Last year, only one animated film, Warner Bros. release “The LEGO Movie,” cracked the top 20, claiming 13th place with $257.7 million.

“They’re making tentpoles, and those are expensive,” Schuman said. “Concentrating efforts from three to two films a year is a smart business move.”

But the rising cost of producing animated films in the U.S. and California won’t make it easy, especially when compared to foreign nations that are turning them out far more cheaply, Willenson said.

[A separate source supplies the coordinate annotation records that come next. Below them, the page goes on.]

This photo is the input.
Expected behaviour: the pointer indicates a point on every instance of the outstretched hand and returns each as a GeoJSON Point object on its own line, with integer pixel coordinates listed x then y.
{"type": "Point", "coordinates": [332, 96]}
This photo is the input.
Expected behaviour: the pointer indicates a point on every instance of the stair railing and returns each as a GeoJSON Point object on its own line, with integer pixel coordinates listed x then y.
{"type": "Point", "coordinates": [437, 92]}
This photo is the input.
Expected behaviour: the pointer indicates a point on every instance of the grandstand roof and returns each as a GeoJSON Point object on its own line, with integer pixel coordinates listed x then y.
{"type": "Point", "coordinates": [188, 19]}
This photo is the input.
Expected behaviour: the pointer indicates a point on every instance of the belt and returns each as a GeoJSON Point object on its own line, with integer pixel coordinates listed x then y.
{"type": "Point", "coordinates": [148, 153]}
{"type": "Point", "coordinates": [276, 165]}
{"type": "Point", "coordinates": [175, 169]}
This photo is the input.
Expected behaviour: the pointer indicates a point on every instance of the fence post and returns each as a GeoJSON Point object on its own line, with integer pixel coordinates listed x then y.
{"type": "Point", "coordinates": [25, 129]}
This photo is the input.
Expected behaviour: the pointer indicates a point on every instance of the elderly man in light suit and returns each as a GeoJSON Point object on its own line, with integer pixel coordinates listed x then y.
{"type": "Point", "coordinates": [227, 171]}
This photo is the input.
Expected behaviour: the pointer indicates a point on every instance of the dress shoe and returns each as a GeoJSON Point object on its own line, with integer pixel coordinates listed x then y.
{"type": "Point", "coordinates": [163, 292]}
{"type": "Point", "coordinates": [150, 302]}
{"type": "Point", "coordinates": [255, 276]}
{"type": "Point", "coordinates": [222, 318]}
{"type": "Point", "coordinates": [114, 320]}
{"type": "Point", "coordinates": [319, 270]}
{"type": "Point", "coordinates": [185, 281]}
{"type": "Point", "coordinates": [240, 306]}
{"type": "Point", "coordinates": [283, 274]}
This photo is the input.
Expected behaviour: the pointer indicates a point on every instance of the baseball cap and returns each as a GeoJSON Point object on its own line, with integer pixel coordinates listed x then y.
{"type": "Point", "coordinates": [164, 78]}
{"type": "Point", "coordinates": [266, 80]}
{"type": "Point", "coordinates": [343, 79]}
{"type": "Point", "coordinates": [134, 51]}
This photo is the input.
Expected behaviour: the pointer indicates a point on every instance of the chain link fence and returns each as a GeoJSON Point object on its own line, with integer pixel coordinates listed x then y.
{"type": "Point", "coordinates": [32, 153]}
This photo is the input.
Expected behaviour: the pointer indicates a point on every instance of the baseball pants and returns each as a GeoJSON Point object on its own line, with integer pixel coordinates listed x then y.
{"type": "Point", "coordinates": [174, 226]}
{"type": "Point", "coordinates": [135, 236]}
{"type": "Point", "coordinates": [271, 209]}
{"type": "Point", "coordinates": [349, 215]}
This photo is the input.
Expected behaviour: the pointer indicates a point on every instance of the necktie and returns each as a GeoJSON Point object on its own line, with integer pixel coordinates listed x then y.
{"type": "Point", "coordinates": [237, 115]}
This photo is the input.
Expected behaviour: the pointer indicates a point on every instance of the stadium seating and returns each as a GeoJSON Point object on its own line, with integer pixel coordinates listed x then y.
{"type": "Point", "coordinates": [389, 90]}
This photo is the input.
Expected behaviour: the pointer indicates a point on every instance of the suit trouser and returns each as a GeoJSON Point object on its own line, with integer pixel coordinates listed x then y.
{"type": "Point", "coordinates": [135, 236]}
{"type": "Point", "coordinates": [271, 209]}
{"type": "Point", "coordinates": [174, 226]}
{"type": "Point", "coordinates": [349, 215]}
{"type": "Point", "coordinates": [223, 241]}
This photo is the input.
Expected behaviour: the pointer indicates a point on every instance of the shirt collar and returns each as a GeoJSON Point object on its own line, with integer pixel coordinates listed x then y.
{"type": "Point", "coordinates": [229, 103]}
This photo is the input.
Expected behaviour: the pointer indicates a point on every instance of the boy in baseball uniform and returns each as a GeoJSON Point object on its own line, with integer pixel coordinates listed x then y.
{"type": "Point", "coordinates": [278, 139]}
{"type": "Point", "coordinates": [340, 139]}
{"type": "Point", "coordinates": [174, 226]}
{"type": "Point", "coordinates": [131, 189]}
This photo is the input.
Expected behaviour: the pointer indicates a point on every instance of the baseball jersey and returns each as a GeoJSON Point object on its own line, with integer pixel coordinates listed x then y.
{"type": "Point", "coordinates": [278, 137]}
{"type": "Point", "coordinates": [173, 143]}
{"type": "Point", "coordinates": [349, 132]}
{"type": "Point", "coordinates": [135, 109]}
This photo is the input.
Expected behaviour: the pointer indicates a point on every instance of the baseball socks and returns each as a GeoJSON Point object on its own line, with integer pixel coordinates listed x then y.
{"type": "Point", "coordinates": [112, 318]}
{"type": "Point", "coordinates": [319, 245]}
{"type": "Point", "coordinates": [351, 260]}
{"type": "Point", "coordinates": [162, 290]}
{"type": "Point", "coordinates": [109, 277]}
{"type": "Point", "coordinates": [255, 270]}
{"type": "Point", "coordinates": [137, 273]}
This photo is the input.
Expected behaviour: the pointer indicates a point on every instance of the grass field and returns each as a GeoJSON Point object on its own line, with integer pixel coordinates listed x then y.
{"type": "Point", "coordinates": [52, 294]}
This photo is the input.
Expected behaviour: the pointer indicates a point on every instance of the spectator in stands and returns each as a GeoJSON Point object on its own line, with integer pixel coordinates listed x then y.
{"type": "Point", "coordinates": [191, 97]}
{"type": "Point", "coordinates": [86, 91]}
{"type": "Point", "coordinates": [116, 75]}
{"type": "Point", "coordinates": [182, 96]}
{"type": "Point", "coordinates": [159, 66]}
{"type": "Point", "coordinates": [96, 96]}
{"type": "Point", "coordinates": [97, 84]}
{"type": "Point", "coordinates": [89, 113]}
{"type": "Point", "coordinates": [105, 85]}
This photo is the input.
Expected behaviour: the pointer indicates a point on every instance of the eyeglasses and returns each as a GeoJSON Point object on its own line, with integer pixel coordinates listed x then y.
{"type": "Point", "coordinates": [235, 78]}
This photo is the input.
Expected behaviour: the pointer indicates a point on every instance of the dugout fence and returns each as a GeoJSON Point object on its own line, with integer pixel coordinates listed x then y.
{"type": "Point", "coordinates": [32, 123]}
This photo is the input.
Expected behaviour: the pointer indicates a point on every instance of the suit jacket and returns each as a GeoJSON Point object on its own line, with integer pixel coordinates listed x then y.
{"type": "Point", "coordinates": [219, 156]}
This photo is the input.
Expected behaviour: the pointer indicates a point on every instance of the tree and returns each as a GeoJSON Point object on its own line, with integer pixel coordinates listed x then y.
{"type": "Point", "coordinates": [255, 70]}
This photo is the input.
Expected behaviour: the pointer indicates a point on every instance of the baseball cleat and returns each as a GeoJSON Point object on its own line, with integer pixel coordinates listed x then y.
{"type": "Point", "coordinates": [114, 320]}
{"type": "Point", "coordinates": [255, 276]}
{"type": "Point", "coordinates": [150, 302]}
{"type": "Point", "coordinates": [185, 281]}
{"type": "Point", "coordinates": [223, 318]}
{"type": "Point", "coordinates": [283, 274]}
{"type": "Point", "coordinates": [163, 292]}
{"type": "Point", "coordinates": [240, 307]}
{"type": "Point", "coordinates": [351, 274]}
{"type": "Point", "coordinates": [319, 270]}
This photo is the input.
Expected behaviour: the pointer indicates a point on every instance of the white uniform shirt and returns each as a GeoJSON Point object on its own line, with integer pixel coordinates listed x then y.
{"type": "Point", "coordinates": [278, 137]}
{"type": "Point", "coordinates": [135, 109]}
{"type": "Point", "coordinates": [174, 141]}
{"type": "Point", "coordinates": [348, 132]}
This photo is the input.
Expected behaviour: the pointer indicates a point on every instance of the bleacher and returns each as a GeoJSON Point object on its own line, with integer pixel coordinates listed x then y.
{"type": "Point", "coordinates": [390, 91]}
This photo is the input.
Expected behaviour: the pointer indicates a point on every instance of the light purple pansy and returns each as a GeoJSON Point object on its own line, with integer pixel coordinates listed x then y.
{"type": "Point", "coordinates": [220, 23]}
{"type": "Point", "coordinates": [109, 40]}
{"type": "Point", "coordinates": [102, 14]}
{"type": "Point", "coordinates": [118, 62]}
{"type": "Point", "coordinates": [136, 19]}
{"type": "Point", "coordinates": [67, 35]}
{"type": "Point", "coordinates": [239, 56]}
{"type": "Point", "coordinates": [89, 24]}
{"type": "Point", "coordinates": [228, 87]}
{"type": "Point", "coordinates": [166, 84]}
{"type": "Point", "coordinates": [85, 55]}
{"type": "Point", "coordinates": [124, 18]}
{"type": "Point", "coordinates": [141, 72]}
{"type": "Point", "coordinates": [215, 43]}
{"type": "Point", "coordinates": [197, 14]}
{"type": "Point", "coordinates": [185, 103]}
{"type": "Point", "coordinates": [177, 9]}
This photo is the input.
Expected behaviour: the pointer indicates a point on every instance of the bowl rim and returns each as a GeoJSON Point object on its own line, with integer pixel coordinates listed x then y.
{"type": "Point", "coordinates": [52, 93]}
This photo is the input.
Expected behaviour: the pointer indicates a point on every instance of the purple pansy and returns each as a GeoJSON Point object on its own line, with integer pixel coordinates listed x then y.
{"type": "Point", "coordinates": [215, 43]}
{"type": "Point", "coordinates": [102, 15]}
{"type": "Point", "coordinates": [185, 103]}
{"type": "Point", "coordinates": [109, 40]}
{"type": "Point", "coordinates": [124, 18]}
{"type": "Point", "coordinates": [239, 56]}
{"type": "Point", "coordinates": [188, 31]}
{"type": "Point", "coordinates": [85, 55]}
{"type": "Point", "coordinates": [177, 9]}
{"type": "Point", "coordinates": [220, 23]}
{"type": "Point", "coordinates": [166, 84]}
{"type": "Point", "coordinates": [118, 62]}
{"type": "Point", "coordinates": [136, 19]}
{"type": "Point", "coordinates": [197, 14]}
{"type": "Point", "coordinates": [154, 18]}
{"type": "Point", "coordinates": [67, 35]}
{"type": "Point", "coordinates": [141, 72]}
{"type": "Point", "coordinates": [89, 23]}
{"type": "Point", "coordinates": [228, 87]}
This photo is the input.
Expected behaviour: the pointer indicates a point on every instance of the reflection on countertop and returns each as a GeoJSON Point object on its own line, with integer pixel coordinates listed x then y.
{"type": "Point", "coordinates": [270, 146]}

Most of the studio’s recent films have run between $135 million and $150 million to produce.

The cost of paying Paramount Pictures and Twentieth Century Fox to distribute their films, while maintaining parallel executives to oversee the operations could be cut as well, he said.

The declining value of home entertainment re-releases, which studios have historically counted on for additional revenue streams, is an additional challenge. “Once a film is out there digitally, it may not be officially in the public domain, but for practical purposes, it is,” said Willenson.

That has cut the value of DWA’s film library,  which includes “Shrek,” “Kung Fu Panda” and “Madagascar,” and was a real strength for DWA just a few years ago. It also reduces the potential returns on ancillaries like DVDs and downloads.

DWA previously held merger talks with toy giant Hasbro as well as Japan’s financial conglomerate SoftBank, though neither deal came together.

Softbank, which owns Sprint and holds a 32 percent stake in China’s e-commerce conglomerate Alibaba, had been looking for content creators and studio partners to increase its international mobile-subscription offerings in September. After talks with DWA broke down, SoftBank turned its attention to Legendary entertainment, investing $250 million into Thomas Tull‘s company.

Toy maker Hasbro was looking to extend its business with an animation division, but talks broke down in mid-November over DWA’s asking price.

Todd Cunningham contributed to this report.